Parte 2: La fecha detrás de la foto era real.

Tres años después del funeral.

Tres años después de que él mismo viera cerrar el ataúd.

El hombre levantó la vista lentamente hacia la niña, como si tuviera miedo de que ella desapareciera si parpadeaba.

—¿Quién te dio esta foto? —preguntó con la voz rota.

La niña apretó la imagen contra su pecho por un segundo.

—Mi mamá.

Él sintió un frío insoportable subirle por la espalda.

—No… eso no puede ser…

Pero la niña metió la mano en el bolsillo de su vestido y sacó algo más.

Una cadena fina.

Pequeña.

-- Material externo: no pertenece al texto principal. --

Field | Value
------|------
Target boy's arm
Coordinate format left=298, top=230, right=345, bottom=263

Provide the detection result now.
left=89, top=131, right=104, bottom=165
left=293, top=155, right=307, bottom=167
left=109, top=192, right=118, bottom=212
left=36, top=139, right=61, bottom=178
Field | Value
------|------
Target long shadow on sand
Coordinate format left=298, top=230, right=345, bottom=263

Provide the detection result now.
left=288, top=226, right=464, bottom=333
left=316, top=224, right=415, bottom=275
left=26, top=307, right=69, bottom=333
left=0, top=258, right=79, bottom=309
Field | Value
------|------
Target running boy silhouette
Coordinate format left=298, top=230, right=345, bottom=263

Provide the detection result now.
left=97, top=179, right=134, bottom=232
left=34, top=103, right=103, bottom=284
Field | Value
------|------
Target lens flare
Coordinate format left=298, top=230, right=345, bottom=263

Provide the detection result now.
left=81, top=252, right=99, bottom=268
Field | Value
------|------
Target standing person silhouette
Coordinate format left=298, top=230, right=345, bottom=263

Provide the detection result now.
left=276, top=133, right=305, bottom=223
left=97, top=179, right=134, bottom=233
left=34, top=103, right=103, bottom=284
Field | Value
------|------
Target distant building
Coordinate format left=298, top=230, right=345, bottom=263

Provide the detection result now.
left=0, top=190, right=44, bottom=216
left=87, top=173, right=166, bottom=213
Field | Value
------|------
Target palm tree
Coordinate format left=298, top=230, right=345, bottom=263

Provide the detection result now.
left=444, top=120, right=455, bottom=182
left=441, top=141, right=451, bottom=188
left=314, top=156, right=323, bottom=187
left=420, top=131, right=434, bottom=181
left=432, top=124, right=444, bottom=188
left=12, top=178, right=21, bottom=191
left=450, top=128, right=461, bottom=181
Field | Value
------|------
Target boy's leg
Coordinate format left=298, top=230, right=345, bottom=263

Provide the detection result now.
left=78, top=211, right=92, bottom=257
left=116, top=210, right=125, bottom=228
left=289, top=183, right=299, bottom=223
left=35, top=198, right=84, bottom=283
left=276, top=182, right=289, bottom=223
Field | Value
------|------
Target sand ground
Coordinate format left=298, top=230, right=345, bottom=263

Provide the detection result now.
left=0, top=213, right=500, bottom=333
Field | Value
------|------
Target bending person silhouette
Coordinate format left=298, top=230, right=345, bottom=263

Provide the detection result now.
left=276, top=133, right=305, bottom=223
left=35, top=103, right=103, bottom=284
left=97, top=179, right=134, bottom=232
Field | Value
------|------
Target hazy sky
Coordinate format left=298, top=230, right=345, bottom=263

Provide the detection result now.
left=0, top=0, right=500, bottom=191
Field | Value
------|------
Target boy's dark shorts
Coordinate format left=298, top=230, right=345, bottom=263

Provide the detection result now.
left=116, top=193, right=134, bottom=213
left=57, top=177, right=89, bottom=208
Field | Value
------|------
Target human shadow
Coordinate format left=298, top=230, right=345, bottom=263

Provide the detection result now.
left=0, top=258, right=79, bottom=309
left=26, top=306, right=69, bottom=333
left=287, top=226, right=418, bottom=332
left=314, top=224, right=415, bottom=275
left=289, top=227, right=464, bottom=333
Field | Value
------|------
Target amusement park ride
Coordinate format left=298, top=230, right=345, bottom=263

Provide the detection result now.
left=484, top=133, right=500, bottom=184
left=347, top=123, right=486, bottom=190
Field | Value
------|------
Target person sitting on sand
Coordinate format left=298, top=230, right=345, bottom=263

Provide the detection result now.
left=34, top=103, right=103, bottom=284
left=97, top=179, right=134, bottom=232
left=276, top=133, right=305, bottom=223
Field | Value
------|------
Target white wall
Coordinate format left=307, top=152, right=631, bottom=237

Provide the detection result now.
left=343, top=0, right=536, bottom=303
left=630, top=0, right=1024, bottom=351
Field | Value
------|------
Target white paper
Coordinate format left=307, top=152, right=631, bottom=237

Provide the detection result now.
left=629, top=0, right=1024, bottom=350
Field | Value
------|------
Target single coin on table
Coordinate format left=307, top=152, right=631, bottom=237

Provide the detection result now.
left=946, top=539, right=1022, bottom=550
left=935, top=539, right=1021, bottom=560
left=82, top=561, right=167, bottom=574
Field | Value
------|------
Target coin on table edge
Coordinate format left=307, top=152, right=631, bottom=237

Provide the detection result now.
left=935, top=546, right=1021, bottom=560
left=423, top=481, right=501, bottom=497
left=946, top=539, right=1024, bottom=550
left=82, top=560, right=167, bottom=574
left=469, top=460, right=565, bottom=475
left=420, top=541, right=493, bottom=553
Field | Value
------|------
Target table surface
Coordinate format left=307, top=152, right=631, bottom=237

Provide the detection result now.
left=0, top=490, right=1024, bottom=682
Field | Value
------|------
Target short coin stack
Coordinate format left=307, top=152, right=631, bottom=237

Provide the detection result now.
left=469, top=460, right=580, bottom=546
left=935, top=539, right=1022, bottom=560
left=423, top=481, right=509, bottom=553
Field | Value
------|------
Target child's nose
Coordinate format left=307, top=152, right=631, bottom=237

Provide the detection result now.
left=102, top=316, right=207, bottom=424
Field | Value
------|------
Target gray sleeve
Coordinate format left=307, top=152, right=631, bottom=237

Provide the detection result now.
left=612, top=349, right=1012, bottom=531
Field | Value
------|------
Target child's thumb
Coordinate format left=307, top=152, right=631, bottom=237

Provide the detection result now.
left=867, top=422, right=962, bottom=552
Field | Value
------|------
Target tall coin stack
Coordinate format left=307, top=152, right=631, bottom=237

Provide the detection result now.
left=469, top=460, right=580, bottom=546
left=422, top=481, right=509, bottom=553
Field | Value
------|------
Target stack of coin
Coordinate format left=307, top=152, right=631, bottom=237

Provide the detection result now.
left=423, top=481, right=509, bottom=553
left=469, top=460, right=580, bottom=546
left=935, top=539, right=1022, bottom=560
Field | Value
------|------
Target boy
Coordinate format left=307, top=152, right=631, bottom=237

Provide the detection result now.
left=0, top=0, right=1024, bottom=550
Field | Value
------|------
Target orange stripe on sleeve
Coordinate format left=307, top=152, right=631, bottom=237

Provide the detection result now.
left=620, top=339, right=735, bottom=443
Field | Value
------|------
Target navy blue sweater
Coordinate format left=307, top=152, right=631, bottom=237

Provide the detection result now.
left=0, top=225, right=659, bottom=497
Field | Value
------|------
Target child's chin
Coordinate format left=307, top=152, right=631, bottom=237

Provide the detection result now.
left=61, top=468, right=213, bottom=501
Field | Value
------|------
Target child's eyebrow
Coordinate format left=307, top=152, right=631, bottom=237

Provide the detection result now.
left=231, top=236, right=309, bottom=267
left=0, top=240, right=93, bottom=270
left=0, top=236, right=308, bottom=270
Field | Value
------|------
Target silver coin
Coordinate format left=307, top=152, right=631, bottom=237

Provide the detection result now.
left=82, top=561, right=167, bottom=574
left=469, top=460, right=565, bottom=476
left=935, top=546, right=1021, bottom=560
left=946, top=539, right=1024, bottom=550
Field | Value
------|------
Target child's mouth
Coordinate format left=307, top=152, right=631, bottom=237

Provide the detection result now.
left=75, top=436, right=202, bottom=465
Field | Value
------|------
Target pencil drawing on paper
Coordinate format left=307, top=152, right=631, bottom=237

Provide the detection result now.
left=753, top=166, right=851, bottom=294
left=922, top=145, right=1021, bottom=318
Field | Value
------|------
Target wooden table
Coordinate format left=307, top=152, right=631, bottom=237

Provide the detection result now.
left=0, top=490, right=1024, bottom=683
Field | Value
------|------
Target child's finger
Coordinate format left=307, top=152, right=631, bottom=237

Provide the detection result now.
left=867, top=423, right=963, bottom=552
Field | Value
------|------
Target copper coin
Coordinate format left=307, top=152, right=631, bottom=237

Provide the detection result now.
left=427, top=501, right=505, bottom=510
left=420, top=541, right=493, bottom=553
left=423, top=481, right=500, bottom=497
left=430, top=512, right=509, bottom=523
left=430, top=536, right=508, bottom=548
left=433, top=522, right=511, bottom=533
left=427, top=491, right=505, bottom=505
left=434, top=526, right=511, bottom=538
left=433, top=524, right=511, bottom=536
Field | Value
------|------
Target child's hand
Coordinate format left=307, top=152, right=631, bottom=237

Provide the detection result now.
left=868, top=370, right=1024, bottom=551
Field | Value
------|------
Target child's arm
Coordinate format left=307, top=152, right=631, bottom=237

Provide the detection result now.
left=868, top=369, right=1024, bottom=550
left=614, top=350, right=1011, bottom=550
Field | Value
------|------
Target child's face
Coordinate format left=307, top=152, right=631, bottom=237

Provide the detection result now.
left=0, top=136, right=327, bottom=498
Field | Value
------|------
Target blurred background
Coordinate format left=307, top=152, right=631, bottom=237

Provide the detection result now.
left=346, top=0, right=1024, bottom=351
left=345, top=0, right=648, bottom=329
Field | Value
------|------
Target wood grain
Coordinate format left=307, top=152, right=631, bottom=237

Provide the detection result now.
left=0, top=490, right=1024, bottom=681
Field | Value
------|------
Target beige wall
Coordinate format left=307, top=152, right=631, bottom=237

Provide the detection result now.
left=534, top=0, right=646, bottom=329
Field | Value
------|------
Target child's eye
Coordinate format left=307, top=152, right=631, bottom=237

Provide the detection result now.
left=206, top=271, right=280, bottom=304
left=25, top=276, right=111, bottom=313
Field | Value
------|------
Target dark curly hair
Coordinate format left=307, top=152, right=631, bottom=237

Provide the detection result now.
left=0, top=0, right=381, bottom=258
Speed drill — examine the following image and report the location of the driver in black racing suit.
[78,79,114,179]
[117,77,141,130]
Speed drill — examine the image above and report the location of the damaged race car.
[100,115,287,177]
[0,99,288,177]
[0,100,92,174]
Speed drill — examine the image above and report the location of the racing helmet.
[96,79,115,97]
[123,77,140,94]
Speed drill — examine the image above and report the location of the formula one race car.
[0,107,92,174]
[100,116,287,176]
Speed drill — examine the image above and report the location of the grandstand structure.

Plateada.

Con un dije en forma de media luna.

El rostro del hombre se vació de color.

Porque esa cadena la había puesto él mismo alrededor del cuello de Sofía el día de su boda.

—Ella dijo que si yo lo encontraba aquí… usted al fin iba a escuchar la verdad —susurró la niña.

El hombre dio un paso atrás.

Luego otro.

Miró la lápida una vez más.

Y entonces notó lo que nunca había notado antes.

El nombre grabado en la piedra no decía exactamente “Sofía”.

Le faltaba una letra.

Una sola letra.

Como si esa tumba jamás hubiera sido hecha para ella.

Levantó la mirada hacia la niña, temblando.

—¿Dónde está tu madre?

La pequeña señaló más allá de las tumbas, hacia la parte vieja del cementerio, donde casi no entraba nadie.

Y allí, inmóvil bajo los árboles, había una mujer observándolo.

Con el mismo rostro de Sofía.

Más pálido.
Más delgado.
Pero vivo.

Y no estaba sola.

A su lado había otro niño.

Un niño que se parecía demasiado a él.